Des villages perdent jusqu'à 80% de leurs habitants. Suite aux
décès des journaliers, le travail aux champs devient difficile:
ils restent en friches. Au désespoir des gens s'ajoutent les
difficultés à vivre.
Les terres
abandonnées sont confiées au village dans l'attente de
trouver des preneurs. Ceux qui survivent s'enrichissent car les paysans
sont devenus rares: ils demandent plus d'argent et des loyers plus bas.
Ils n'hésitent pas à partir pour gagner jusqu'à
3 à 4 fois plus.
La classe
dominante est menacée car la société est bouleversée:
l'ordre social anglais est menacé. La peste noire permet alors,
et c'est l'une des conséquences, un progrès de la société.


Automne
1350. L'épidémie décline enfin sur le
continent. Mais elle arrive en Irelande. Le frère John
Kleen mentionne ce qu'il observe et laisse des pages blanches
pour que quelqu'un puisse les compléter. Ce ne sera pas le cas.
Les personnes
se sont adaptées à la peste noire. Bien que de retour
à peu près tous les 10 ans, on assiste à un retour
à la joie de vivre, qui s'exprime dans les arts dont la peinture
et la poésie.
Ils ont
appris à vivre avec cette menace. Se développe le genre
macabre telle cette femme accompagnée par un squelette, montrant
que la mort n'est qu'une compagne de tous les jours.

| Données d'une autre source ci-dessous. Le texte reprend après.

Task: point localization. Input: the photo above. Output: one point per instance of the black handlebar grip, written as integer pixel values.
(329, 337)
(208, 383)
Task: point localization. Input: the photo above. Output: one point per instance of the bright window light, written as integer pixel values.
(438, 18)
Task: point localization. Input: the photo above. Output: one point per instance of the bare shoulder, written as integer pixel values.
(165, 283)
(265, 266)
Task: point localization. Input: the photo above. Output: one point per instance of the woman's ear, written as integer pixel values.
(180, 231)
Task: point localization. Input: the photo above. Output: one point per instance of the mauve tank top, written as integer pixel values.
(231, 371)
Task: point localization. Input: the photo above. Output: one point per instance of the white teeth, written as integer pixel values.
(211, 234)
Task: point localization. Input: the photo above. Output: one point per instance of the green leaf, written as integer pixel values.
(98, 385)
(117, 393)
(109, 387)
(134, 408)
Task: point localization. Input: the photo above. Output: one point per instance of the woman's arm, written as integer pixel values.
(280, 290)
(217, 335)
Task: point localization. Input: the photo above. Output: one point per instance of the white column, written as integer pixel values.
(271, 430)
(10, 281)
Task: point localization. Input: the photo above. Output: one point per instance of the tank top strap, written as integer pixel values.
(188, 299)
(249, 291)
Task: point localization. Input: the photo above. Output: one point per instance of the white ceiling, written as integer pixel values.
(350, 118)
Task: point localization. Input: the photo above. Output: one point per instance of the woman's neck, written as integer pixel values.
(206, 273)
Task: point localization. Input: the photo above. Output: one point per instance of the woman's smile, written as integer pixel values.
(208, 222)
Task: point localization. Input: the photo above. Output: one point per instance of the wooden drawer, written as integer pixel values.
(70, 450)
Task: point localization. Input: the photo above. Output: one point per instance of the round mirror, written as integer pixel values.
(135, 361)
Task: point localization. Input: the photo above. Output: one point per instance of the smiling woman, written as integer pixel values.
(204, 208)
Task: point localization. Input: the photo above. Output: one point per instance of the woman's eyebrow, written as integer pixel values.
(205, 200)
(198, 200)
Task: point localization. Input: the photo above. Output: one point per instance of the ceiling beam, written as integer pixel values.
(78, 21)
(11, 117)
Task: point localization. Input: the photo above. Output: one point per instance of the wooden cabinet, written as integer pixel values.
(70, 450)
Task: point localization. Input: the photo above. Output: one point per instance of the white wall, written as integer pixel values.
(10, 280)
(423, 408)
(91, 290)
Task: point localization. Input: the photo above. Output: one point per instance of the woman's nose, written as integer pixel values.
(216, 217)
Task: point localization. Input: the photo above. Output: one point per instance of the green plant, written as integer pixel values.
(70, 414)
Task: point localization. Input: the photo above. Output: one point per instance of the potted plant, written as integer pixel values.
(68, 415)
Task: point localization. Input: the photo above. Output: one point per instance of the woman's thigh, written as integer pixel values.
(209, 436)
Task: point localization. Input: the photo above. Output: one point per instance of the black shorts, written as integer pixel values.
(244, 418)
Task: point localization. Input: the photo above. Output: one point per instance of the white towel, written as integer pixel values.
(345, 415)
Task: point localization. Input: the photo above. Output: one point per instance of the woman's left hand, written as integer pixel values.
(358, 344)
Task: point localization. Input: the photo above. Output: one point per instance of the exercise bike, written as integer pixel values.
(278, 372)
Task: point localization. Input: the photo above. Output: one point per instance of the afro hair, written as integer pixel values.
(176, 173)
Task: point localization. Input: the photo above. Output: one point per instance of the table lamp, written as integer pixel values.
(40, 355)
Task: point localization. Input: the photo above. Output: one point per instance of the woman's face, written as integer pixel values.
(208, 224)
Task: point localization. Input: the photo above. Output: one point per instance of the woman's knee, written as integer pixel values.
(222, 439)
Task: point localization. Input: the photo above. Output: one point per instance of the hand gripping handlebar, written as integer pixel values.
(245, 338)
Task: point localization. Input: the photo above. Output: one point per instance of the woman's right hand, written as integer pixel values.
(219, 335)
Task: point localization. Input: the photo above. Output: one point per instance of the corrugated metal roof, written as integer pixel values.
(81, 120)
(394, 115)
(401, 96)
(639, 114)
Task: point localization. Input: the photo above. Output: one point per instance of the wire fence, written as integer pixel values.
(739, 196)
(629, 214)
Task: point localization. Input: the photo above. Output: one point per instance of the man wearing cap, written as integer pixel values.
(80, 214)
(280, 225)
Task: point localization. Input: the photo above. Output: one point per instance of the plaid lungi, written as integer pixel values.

Ce thème
est souvent repris dans les églises anglaises. La mort est inévitable,
mais il y a l'extase de la ressurection.
Des personnes
choisissent de partir vers les villes: on y manque de marchands, d'artisans.
Apparaissent de nouvelles lois permettant de se marier avec des personnes
habitants d'autres seigneureries et sans avoir à en demander
l'autorisation à son seigneur. Les migrations sont facilitées.
La grève
des paysans, vers 1380, donne naissance à un monde moderne. L'Age
d'or de la paysannerie anglaise a lieu au XVè siècle,
avec la disparition progressive du servage.